Appello contro la privatizzazione della biblioteca Lame e contro la decisione dell'Università di mettere a pagamento le attività didattiche rivolte alle scuole
Cesp Bologna - 26-01-2017
Negli ultimi anni la didattica della scuola di base ha subito duri colpi che la spingono a rinchiudersi nelle aule o a pagare per aprirsi alla città.
Prima è stata la ministra Gelmini a togliere nel 2009 le compresenze che fino ad allora permettevano agli insegnanti di rispettare i vincoli assicurativi e di accompagnare in coppia le classi ai musei e ai teatri.

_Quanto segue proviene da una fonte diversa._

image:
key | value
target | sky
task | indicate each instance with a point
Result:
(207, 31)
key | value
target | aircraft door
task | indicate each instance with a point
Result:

Poi il Comune di Bologna nel 2014 ha messo a pagamento le attività proposte dai musei cittadini per le scuole.
Quest'anno due nuovi tasselli minacciano di aggiungersi allo smantellamento del diritto ad una fruizione sociale e gratuita del patrimonio culturale cittadino: le attività dei musei universitari e il funzionamento delle biblioteche di quartiere.
I musei universitari, che hanno sempre proposto alle scuole attività didattiche gratuite per la conoscenza delle loro collezioni, hanno deciso poche settimane fa di cambiare regime, facendo pagare due euro a bambino per ogni attività.
Si cambia quindi paradigma, passando da un'università che promuove la propria ricchezza culturale accumulata nel tempo ad un'istituzione che vende quello stesso patrimonio alle bambine e ai bambini delle scuole.
L'Amministrazione comunale invece avvia un piano di esternalizzazione completa della gestione delle biblioteche pubbliche, dando in appalto i servizi a cooperative. Il processo dovrebbe iniziare proprio in questi giorni dalla biblioteca Lame "Cesare Malservisi", una sede tra le più attive e virtuose che collabora strettamente con le scuole del territorio e che rappresenta un importantissimo presidio sociale e culturale per l'intero quartiere. Il processo di esternalizzazione avrebbe un effetto distruttivo sulle attività in essere con le scuole e sulla qualità del servizio attualmente offerto ai cittadini; inoltre sostituirebbe lavoratori e lavoratrici tutelati nei diritti e nei salari con altri sottopagati e precari.
Per questo diciamo no a questi nuovi passi verso la messa in vendita e lo smantellamento dei servizi cittadini di fruizione gratuita del patrimonio culturale e chiediamo che le istituzioni ritornino al più presto sulle loro decisioni.